Khoi's life has changed dramatically since becoming an activist. After returning from a tour in Europe last March, she was detained in the Hanoi airport for eight hours.

The detainment saddened Khoi. She felt ill thinking of the system that would allow her to be detained. It was a reminder that the people of Vietnam "are so weak we can't do anything to fight for our right," she tells CNBC Make It.

Since becoming a focal point of the authoritarian regime in Vietnam, Khoi has not been able to earn a living, she says. Fans send her money, in part, through a "donate" page on her personal website to help her meet basic needs and support her activism.

Those fans have also changed as she's become more politically active. She says many Vietnamese are too fearful to support a dissident.

But she has new fans, she says, people with open minds and passionate hearts. "They can see what happened in Vietnam and they understand why I'm standing up for human rights," she says.
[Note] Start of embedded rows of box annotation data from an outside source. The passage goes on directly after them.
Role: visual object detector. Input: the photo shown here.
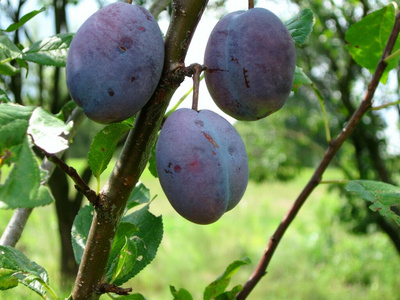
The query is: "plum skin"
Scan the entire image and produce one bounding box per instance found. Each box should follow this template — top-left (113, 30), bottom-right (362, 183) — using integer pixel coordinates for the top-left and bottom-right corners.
top-left (204, 8), bottom-right (296, 121)
top-left (66, 2), bottom-right (164, 123)
top-left (156, 108), bottom-right (249, 224)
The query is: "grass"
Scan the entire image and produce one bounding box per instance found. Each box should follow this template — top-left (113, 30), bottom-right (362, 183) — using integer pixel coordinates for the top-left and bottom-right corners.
top-left (0, 167), bottom-right (400, 300)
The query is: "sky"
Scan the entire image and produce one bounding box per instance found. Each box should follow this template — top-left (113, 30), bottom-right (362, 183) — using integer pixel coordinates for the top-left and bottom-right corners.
top-left (0, 0), bottom-right (400, 153)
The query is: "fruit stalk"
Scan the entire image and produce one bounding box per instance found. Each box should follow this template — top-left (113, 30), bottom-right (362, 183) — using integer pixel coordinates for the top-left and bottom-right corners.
top-left (71, 0), bottom-right (208, 300)
top-left (236, 13), bottom-right (400, 300)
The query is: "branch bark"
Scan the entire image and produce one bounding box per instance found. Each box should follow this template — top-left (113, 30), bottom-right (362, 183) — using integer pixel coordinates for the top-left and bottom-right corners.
top-left (236, 13), bottom-right (400, 300)
top-left (72, 0), bottom-right (208, 300)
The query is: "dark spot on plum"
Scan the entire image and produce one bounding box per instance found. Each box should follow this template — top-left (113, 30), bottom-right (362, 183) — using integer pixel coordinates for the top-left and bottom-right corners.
top-left (194, 120), bottom-right (204, 127)
top-left (243, 68), bottom-right (250, 88)
top-left (138, 6), bottom-right (153, 21)
top-left (231, 56), bottom-right (239, 63)
top-left (174, 165), bottom-right (182, 173)
top-left (228, 145), bottom-right (236, 156)
top-left (202, 131), bottom-right (219, 148)
top-left (119, 36), bottom-right (133, 52)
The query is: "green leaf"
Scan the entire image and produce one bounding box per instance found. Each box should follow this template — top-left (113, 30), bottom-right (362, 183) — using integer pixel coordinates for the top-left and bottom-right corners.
top-left (0, 35), bottom-right (22, 64)
top-left (0, 89), bottom-right (11, 103)
top-left (215, 285), bottom-right (243, 300)
top-left (203, 258), bottom-right (250, 300)
top-left (0, 268), bottom-right (18, 291)
top-left (2, 7), bottom-right (46, 32)
top-left (0, 103), bottom-right (34, 157)
top-left (0, 136), bottom-right (54, 209)
top-left (106, 222), bottom-right (138, 285)
top-left (169, 285), bottom-right (193, 300)
top-left (346, 180), bottom-right (400, 226)
top-left (110, 236), bottom-right (137, 285)
top-left (71, 205), bottom-right (93, 265)
top-left (22, 33), bottom-right (74, 67)
top-left (285, 8), bottom-right (315, 45)
top-left (88, 122), bottom-right (132, 179)
top-left (292, 66), bottom-right (313, 91)
top-left (345, 2), bottom-right (400, 83)
top-left (0, 63), bottom-right (21, 76)
top-left (0, 246), bottom-right (49, 295)
top-left (122, 205), bottom-right (163, 279)
top-left (126, 182), bottom-right (150, 209)
top-left (28, 107), bottom-right (72, 153)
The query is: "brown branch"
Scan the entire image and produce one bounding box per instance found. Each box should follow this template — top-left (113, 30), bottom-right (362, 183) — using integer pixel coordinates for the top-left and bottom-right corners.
top-left (100, 282), bottom-right (132, 295)
top-left (236, 13), bottom-right (400, 300)
top-left (36, 145), bottom-right (100, 207)
top-left (72, 0), bottom-right (208, 300)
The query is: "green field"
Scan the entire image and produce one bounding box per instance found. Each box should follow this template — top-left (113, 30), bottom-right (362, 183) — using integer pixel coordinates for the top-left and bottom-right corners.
top-left (0, 165), bottom-right (400, 300)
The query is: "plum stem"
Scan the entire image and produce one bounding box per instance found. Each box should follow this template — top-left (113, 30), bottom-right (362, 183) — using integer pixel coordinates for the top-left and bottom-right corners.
top-left (192, 64), bottom-right (203, 111)
top-left (236, 9), bottom-right (400, 300)
top-left (249, 0), bottom-right (254, 9)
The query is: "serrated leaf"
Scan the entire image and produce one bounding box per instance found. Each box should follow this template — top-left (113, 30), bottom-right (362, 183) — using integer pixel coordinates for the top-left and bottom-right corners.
top-left (71, 205), bottom-right (93, 265)
top-left (28, 107), bottom-right (72, 153)
top-left (110, 236), bottom-right (137, 285)
top-left (0, 246), bottom-right (49, 295)
top-left (203, 258), bottom-right (250, 300)
top-left (0, 136), bottom-right (54, 209)
top-left (126, 182), bottom-right (150, 209)
top-left (0, 103), bottom-right (34, 156)
top-left (0, 268), bottom-right (18, 291)
top-left (88, 122), bottom-right (132, 178)
top-left (106, 222), bottom-right (138, 285)
top-left (346, 180), bottom-right (400, 226)
top-left (285, 8), bottom-right (315, 45)
top-left (22, 33), bottom-right (74, 67)
top-left (169, 285), bottom-right (193, 300)
top-left (3, 7), bottom-right (46, 32)
top-left (0, 35), bottom-right (22, 64)
top-left (345, 2), bottom-right (400, 83)
top-left (122, 205), bottom-right (163, 280)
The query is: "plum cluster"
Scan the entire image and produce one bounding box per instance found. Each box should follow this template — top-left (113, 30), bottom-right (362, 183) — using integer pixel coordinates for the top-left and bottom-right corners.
top-left (156, 8), bottom-right (296, 224)
top-left (204, 8), bottom-right (296, 121)
top-left (156, 108), bottom-right (249, 224)
top-left (66, 2), bottom-right (164, 123)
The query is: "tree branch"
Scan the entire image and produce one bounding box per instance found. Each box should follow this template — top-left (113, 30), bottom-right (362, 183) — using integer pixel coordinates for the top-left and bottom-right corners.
top-left (0, 108), bottom-right (86, 247)
top-left (72, 0), bottom-right (208, 300)
top-left (236, 10), bottom-right (400, 300)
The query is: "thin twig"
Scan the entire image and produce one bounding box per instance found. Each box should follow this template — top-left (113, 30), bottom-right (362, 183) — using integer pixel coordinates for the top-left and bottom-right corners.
top-left (100, 282), bottom-right (132, 295)
top-left (36, 146), bottom-right (99, 206)
top-left (236, 13), bottom-right (400, 300)
top-left (192, 64), bottom-right (203, 111)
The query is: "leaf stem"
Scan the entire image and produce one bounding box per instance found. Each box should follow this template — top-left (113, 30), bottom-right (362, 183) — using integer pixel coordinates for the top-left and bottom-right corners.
top-left (236, 9), bottom-right (400, 300)
top-left (371, 100), bottom-right (400, 110)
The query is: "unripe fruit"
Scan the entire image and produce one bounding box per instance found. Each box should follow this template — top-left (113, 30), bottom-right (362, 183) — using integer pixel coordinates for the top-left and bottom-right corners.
top-left (204, 8), bottom-right (296, 120)
top-left (66, 2), bottom-right (164, 123)
top-left (156, 108), bottom-right (249, 224)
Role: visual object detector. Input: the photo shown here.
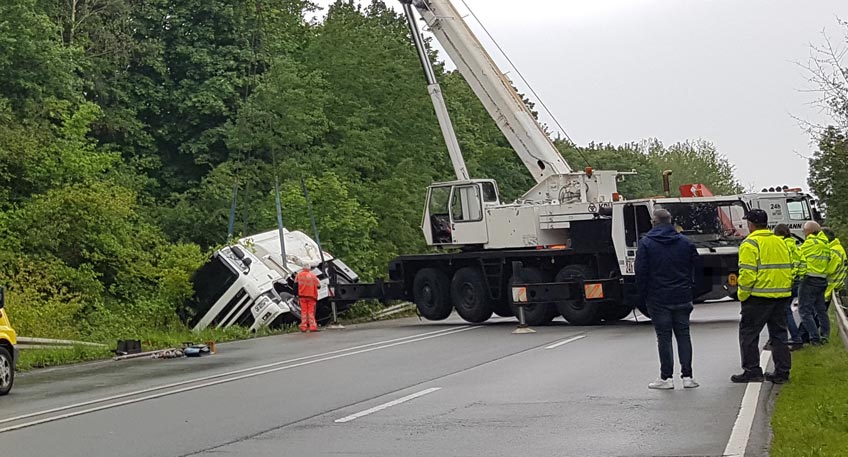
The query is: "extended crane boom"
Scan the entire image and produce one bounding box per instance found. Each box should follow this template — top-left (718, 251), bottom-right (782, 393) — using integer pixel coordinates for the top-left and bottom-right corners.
top-left (401, 0), bottom-right (571, 183)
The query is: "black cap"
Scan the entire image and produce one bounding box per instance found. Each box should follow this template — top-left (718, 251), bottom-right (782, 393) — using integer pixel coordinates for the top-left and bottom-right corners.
top-left (742, 208), bottom-right (768, 225)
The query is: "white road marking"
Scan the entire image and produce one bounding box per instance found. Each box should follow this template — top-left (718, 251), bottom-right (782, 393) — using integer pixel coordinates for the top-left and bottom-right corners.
top-left (335, 387), bottom-right (441, 424)
top-left (0, 325), bottom-right (469, 424)
top-left (722, 351), bottom-right (771, 457)
top-left (545, 335), bottom-right (586, 349)
top-left (0, 325), bottom-right (481, 433)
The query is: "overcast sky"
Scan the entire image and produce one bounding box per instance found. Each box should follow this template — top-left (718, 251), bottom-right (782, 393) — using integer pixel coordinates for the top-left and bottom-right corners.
top-left (318, 0), bottom-right (848, 190)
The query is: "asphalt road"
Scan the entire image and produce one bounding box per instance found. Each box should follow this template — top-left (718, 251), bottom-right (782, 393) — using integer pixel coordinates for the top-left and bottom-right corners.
top-left (0, 302), bottom-right (770, 457)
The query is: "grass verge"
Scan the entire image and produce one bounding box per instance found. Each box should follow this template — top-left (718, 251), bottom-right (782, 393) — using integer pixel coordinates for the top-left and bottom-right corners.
top-left (17, 326), bottom-right (296, 372)
top-left (12, 302), bottom-right (416, 372)
top-left (771, 313), bottom-right (848, 457)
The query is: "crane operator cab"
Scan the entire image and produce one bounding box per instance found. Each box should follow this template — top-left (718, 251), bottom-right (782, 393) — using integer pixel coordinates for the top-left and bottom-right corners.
top-left (421, 179), bottom-right (500, 246)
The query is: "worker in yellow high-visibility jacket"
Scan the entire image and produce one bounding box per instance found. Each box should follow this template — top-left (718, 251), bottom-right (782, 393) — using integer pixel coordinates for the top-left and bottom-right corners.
top-left (730, 208), bottom-right (793, 384)
top-left (798, 221), bottom-right (831, 346)
top-left (822, 227), bottom-right (848, 308)
top-left (774, 224), bottom-right (806, 349)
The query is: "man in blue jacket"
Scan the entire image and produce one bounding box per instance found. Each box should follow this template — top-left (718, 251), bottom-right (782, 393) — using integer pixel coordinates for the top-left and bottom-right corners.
top-left (636, 209), bottom-right (701, 390)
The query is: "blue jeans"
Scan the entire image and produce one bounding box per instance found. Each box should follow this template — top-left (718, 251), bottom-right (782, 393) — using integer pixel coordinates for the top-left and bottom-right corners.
top-left (798, 276), bottom-right (830, 343)
top-left (785, 299), bottom-right (801, 344)
top-left (648, 302), bottom-right (692, 379)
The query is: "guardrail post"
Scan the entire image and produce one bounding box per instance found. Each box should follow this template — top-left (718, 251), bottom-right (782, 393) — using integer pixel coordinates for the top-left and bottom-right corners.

Currently, Khoi is working on a graphic novel and video art to raise awareness for the lack of human rights in Vietnam. She's also taking on yet another behemoth: Facebook.

Facebook had an essential role in fueling expression in Vietnam and the service helped her spread the word about her nomination to the National Assembly and even to her meeting with Barack Obama. However, she says in an op-ed for the Washington Post, the site has no independent oversight in Vietnam leading to locked accounts, silenced journalists and and paid accounts sowing division.

Khoi demands change: "Facebook has been a huge force for freedom in Vietnam, but this positive effect is now being reversed as the social media platform is delivered to authoritarianism. I hold Mark Zuckerberg accountable for this," she writes.

Facebook had not yet responded to an email sent Thursday by CNBC Make It seeking response to the letter from Khoi when this story was published.

Mai Khoi
Photo credit: Julie Vola & The Word
Mai Khoi

Khoi says she doesn't think of herself as an activist. In her mind, she's an artist working to help people act and think in new ways.

"For me, it's about opening new ways of thinking and acting," Khoi says to The Economist, "making the unthinkable thinkable and the unspeakable speakable."

She tells Make It later, by email, "What I'm doing now is sharing my stories, my experiences, my music. I'm still an artist who inspires people to think and act in the new way."